Closed jiamo closed 5 years ago
In case of http/2 and gRPC protocols such model will result in uneven load balancing. For these protocols you will want per-request load balancing, not per-connection load balancing. Gunicorn workers model can give you only per-connection load balancing. I think that it is better to place several grpclib servers behind proxy server, it could be Envoy, Nginx (since 1.13.10), HAProxy (since 1.9.2) or any other proxy server with native http/2 support.
thanks.
Would this method work inside Kubernetes? I have an application that sends data to a service that processes it, and would like to horizontally scale the processors.
With vanilla Kubernetes there is the same problem, connections to the services (using ClusterIP) are load-balanced on a per-connection basis. In order to make load distribution more even you can use service mesh (with sidecar proxies), e.g. Linkerd, Istio.
Thanks for the response, I have just one follow up question.
I'm looking at using Envoy as you mentioned in an above comment (I would like to avoid a service mesh if possible) to accommodate horizontal scaling, but my grpclib server is using stream-stream. I think to make this work, I would need to use unary-unary instead.

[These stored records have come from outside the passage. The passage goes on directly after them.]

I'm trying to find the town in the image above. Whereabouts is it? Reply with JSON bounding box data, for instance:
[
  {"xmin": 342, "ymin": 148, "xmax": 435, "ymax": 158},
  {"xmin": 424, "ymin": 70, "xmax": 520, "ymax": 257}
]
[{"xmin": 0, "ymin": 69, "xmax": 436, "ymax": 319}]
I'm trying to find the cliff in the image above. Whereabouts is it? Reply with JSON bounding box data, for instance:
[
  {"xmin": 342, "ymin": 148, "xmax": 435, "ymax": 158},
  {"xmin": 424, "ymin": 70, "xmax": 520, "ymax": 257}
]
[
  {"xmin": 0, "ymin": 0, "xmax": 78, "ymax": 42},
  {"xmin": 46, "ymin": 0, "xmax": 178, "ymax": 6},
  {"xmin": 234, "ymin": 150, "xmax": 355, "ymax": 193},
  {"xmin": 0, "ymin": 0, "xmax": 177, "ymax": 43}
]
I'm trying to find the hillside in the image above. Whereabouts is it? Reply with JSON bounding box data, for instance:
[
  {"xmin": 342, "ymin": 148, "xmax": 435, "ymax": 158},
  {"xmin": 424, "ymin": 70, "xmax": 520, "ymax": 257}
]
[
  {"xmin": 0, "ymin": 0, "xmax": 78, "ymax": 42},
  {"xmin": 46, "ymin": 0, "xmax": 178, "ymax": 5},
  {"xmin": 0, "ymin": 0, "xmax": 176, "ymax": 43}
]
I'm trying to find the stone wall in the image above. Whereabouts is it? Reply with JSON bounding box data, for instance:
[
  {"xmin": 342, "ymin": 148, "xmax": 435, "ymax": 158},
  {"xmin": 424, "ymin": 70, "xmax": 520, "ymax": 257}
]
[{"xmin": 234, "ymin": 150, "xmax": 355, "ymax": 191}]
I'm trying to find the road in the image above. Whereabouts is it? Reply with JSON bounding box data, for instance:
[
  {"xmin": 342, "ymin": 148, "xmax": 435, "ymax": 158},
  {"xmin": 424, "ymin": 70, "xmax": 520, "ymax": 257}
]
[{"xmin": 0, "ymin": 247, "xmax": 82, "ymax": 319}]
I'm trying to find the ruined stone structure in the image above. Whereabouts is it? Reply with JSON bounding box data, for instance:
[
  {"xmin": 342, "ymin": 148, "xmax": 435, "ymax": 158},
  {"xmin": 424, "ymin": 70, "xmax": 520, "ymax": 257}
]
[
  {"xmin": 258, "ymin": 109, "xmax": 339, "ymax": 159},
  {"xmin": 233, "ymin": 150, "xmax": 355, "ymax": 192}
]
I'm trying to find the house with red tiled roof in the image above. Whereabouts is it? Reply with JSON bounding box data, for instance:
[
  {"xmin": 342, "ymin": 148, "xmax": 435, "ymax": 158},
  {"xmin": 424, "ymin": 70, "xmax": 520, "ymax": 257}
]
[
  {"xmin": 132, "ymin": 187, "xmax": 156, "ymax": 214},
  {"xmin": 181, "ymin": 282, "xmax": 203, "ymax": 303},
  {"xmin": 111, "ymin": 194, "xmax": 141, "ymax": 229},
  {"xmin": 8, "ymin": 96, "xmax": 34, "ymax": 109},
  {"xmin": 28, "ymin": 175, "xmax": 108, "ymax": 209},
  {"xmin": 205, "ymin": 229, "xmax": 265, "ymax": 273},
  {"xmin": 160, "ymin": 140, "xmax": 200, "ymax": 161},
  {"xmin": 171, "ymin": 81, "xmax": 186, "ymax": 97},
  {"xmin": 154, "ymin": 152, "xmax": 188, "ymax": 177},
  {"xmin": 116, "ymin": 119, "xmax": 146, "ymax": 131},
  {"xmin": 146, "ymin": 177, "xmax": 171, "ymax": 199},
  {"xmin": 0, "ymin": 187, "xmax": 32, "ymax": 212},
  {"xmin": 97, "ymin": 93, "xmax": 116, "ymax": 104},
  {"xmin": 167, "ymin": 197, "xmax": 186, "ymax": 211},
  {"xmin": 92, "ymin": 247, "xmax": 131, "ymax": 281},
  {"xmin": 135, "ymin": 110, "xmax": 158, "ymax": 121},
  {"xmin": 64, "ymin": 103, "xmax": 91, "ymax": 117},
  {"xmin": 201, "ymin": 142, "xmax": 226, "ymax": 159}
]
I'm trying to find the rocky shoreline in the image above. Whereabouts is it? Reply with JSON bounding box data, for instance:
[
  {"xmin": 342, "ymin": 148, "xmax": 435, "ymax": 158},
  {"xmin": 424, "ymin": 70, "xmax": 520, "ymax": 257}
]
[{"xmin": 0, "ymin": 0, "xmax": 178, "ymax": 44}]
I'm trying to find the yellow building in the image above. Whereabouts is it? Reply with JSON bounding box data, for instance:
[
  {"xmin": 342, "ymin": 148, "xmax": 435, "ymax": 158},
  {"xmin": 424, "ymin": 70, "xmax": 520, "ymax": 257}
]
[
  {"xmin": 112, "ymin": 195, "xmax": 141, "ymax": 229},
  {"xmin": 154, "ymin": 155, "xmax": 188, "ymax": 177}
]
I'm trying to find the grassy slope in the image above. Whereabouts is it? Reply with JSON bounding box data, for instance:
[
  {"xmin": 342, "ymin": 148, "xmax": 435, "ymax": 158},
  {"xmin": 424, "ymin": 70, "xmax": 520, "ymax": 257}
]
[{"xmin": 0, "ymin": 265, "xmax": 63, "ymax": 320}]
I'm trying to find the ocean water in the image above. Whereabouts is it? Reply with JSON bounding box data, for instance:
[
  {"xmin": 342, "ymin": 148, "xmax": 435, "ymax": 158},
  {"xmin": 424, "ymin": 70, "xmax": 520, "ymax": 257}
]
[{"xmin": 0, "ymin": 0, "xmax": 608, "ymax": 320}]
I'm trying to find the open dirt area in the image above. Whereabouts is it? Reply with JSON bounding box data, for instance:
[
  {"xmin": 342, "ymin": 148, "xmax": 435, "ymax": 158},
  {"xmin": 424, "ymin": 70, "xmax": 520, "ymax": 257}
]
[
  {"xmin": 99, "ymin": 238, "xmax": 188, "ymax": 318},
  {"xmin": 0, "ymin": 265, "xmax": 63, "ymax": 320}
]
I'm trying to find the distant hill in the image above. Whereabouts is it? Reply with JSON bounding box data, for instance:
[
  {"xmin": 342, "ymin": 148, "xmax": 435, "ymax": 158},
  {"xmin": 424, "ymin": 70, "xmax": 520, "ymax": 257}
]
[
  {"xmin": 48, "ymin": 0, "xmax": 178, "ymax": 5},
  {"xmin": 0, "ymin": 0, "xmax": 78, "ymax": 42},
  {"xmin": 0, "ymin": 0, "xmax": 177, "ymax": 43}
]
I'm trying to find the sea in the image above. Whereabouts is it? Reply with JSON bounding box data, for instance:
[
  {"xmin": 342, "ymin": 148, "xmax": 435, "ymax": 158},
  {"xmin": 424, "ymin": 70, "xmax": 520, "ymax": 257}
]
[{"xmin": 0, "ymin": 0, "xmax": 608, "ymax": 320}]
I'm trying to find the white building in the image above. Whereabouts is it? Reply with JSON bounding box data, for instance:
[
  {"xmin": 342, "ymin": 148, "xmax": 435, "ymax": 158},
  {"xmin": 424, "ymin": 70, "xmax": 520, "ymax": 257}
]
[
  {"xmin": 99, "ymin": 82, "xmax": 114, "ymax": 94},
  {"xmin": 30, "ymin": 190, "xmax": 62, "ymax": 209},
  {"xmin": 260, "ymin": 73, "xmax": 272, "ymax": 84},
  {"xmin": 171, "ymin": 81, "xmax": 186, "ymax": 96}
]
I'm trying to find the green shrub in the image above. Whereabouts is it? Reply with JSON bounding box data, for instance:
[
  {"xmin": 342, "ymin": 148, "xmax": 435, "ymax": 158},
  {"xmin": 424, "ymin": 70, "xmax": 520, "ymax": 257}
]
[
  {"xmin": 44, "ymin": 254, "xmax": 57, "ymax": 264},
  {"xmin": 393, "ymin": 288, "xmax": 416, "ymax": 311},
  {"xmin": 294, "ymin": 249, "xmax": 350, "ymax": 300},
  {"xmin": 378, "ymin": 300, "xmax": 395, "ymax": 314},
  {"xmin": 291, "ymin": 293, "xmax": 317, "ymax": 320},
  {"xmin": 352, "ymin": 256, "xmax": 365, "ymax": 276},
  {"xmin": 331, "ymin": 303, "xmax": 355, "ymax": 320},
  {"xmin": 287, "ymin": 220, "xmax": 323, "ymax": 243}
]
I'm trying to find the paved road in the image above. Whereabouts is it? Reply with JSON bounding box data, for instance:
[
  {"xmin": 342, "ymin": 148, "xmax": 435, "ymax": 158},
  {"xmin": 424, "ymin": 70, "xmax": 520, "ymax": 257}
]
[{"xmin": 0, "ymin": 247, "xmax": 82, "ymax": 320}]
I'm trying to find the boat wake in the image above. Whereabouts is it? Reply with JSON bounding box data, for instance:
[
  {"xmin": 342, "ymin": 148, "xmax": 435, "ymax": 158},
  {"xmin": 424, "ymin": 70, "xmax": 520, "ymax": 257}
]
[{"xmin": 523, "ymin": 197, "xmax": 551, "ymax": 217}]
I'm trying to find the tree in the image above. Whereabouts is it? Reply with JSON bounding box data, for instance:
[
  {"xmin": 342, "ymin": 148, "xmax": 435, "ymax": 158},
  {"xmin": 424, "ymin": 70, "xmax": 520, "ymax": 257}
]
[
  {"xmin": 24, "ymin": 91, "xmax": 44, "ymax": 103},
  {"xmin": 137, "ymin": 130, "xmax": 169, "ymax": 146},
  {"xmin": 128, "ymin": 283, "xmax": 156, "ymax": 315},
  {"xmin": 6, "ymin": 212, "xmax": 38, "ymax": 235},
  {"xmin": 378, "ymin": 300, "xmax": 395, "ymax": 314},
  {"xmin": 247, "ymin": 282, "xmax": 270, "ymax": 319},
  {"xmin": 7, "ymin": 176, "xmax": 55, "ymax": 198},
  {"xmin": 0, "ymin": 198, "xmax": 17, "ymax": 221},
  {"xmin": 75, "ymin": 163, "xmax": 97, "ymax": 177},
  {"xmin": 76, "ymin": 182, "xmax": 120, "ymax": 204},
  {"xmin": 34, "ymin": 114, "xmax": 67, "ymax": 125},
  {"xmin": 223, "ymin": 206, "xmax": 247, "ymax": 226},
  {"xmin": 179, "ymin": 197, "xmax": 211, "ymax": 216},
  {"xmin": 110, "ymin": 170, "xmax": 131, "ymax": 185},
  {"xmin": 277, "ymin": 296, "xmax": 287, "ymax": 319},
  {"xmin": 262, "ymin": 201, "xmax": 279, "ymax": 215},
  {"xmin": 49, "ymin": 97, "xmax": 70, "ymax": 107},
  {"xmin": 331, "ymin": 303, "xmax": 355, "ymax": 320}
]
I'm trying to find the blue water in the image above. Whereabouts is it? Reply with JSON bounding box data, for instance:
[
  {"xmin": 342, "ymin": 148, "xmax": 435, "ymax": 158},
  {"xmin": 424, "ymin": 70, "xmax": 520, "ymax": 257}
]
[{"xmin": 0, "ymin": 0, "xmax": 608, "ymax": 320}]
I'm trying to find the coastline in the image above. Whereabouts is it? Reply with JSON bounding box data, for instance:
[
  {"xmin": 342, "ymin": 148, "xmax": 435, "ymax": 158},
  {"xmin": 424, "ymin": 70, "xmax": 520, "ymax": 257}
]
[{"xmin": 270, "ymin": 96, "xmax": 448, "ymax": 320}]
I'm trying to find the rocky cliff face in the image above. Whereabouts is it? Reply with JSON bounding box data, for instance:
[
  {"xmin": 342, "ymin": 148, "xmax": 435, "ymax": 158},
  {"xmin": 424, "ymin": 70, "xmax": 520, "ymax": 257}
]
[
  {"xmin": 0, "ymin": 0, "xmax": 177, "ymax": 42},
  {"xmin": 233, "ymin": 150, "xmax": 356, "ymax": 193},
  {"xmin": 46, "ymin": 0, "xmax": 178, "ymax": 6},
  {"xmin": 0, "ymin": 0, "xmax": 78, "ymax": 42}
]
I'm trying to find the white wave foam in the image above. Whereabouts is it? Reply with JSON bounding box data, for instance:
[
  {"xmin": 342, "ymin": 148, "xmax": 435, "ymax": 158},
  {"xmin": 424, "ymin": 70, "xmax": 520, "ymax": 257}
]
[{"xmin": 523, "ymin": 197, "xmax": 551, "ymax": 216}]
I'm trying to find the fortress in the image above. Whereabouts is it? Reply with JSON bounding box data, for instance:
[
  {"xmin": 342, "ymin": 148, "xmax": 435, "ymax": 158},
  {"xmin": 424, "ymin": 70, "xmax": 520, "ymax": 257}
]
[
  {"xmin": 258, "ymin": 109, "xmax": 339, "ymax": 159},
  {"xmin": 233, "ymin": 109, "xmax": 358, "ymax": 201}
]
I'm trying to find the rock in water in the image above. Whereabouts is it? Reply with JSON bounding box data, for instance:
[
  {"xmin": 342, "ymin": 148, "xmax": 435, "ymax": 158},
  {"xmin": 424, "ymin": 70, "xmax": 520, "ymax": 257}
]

Is there a big difference between unary and bistream in terms of performance?
I think that performance is not the reason to choose stream-stream over unary-unary. Difference may be noticeable, grpclib is a pure-Python lib, headers/trailers parsing for every message sent is not free.
It is single process to run server . Is it possible to make server process like a sanic worker which can be a worker in gunicorn?